Le ministre éthiopien de la Paix limogé est arrêté pour un prétendu complot de coup d’État

Maria

Taye Dendea arrested

La Joint Security Task Force du gouvernement éthiopien a annoncé l’arrestation de Taye Dendea, l’ancien ministre d’État à la Paix, limogé par le Premier ministre éthiopien.

Une déclaration de l’organisme chargé de l’état d’urgence a été envoyée aux médias publics confirmant l’arrestation.

Lundi, le Premier ministre éthiopien Taye Dendea a partagé sur les réseaux sociaux sa lettre de révocation du Premier ministre. La lettre, sans motif précis de licenciement, le remerciait pour ses contributions passées et indiquait sa révocation de ses fonctions au ministère de la Paix à compter du 11 décembre 2023.

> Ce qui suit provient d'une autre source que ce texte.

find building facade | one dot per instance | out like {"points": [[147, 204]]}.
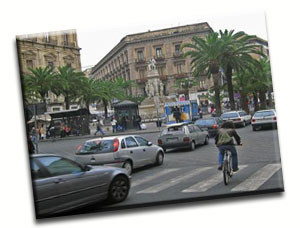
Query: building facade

Dans une interview accordée au service linguistique BBC Oromo, Taye a mentionné que le Premier ministre ne l’avait pas contacté avant d’envoyer la lettre de licenciement. Le même jour, Taye s’est rendu sur sa page Facebook, accusant de cruauté le Premier ministre qui joue avec le sang de civils innocents. Il a affirmé que son renvoi était motivé par son plaidoyer en faveur de la paix. Auparavant, il avait critiqué le gouvernement pour avoir interdit une manifestation anti-guerre prévue le 10 décembre 2023, tenant les responsables gouvernementaux pour responsables. Taye avait précédemment blâmé le gouvernement, dont il faisait partie, pour l’échec des pourparlers de paix en Tanzanie entre le gouvernement fédéral et le « Front de libération Oromo » (OLA).

Des sources rapportent que l’arrestation de Taye a eu lieu lundi soir après qu’il ait révélé l’implication présumée du Premier ministre dans l’effusion de sang dans le pays.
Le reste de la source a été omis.